Let’s say we’re playing a vertical shoot ‘em up where each enemy shot down by Player 1 leaves a bullet or, depending on the enemy, multiple bullets in varying patterns behind which can collide with Player 2 but have no effect on P1. Naturally, P2 can do the same thing, but this mechanic will add depth and also encourage both players to shoot down more ships than their opponent as this equals more pressure to the guy who has more bullets to dodge.
We can even go a step further and have a mechanic which rewards P1 if they’re skilfully avoiding P2′s pressure tactics by dodging the bullets left by the ships he or she is destroying. This would balance things out as the first player to lose the lead will have a very hard time getting it back, so if they can survive the added bullet pressure, temporary invincibility or a smart bomb could be rewarded for potential comebacks.
I could just stick to the FPS genre but the shoot’em up genre also provides the euphoria I often experience when playing Call of Duty or Counter-Strike. When you’re playing a bullet hell shmup and you see a huge wave of bullets incoming, time slows down and it feels like you have hours to decide where to position yourself to dodge the projectiles as you return fire. During this moment as you weave past this wave whilst continuing to return fire and every second you’re still alive adds to the euphoria… I love that shit. I want to experience it again and again in a competitive environment, because doing this against a real player will no doubt feel infinitely more rewarding.

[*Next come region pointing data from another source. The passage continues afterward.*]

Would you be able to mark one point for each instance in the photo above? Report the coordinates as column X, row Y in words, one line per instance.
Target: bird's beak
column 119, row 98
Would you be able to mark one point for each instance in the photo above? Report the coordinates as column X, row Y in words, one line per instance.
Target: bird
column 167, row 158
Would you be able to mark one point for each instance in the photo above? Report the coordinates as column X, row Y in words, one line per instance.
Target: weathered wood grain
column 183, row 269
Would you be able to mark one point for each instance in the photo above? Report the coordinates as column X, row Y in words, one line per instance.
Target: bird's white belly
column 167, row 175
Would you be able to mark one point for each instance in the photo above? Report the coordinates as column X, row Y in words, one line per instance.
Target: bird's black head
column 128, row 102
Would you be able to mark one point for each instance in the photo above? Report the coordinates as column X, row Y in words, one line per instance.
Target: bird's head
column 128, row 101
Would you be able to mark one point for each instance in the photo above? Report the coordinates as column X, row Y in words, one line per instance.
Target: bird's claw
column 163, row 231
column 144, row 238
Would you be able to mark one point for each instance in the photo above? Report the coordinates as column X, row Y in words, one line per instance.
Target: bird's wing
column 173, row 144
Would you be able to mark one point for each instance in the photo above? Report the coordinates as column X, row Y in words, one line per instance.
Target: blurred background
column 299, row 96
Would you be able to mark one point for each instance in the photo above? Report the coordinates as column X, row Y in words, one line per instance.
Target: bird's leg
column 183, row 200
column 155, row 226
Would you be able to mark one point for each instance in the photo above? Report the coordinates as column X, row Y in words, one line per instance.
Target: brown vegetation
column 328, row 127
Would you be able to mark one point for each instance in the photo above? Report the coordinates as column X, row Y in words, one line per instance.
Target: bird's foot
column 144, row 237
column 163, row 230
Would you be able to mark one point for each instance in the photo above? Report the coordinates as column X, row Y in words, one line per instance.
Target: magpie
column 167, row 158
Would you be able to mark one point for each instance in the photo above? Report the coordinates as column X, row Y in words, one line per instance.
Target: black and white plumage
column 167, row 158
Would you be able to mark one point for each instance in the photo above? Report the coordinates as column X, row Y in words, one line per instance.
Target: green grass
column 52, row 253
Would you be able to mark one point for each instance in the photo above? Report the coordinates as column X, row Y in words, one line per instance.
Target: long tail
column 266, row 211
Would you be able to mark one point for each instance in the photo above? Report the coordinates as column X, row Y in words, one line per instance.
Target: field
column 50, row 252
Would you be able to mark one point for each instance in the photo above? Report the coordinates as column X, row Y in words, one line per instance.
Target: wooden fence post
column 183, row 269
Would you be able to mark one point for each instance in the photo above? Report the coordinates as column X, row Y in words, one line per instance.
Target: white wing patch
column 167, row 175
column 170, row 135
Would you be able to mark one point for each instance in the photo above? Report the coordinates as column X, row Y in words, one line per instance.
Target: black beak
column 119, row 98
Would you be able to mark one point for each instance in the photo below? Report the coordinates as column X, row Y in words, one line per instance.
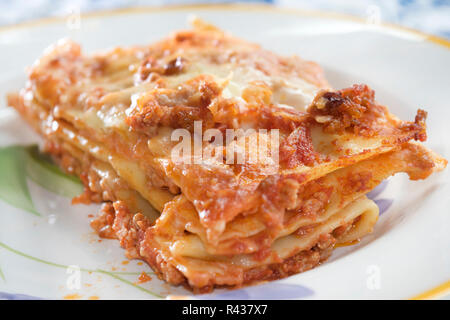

Like I said, I’m sure there’s a game out there which is very similar (or identical) to what I just came up with and it might even be freeware. If the idea I described rings any bells, or if you see a flaw in this concept, let me know in the comments section. By the way, I’m at work right now and wrote this on my iPad without proof reading so apologies in advance for any typos you notice — I’ll clean it up when I get home.